320. When a small amount of strong acid is added to an acidic buffer containing \(\mathrm{HA}\) and \(\mathrm{A^-}\), the added \(\mathrm{H^+}\) is mainly consumed by
ⓐ. water to remove all buffer components
ⓑ. \(\mathrm{Na^+}\) to form metallic sodium
ⓒ. \(\mathrm{A^-}\) to form \(\mathrm{HA}\)
ⓓ. \(\mathrm{HA}\) to form \(\mathrm{A^-}\)
Correct Answer: \(\mathrm{A^-}\) to form \(\mathrm{HA}\)

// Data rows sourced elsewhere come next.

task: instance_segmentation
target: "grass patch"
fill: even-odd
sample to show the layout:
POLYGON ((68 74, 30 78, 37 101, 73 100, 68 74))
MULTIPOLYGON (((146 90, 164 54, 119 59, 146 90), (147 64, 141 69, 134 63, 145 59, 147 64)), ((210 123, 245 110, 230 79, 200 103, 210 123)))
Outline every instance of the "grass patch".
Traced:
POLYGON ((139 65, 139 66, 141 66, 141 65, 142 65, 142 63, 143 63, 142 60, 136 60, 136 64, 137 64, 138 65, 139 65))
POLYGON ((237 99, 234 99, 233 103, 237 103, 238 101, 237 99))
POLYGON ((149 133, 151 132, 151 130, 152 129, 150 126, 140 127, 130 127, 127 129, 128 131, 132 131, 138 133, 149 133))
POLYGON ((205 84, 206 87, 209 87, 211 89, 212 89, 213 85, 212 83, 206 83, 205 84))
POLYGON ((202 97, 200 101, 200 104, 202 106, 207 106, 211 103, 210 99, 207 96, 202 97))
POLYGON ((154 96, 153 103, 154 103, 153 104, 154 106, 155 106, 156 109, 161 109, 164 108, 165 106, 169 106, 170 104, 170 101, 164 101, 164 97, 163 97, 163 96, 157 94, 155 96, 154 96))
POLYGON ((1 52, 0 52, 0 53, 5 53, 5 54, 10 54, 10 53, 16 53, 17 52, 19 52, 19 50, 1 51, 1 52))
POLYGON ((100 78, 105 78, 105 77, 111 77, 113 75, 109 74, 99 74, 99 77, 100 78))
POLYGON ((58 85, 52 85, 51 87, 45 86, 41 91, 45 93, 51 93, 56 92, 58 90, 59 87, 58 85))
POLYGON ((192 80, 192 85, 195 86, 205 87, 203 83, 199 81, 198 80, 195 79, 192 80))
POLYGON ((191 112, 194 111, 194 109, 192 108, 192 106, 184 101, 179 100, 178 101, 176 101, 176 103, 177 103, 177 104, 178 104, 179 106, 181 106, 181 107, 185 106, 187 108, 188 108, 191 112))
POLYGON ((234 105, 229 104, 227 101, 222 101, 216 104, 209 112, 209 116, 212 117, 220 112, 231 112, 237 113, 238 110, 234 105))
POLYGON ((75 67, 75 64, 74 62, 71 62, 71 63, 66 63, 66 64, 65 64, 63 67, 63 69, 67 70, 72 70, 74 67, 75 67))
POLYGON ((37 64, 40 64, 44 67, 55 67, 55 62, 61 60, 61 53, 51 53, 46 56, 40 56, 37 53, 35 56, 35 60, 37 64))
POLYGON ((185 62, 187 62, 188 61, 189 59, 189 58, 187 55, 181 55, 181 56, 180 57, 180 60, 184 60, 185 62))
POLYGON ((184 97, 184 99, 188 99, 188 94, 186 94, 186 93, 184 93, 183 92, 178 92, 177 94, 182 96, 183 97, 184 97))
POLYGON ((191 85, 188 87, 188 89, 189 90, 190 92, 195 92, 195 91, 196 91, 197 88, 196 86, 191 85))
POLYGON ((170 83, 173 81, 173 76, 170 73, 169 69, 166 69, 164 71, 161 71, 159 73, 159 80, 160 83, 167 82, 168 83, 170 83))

Explanation: In an acidic buffer, \(\mathrm{A^-}\) is the conjugate base component. When a small amount of strong acid is added, it supplies \(\mathrm{H^+}\). The conjugate base \(\mathrm{A^-}\) accepts this proton and forms \(\mathrm{HA}\). This reaction reduces the sudden increase in \([\mathrm{H^+}]\). Buffer action is strongest when both \(\mathrm{HA}\) and \(\mathrm{A^-}\) are present in appreciable amounts.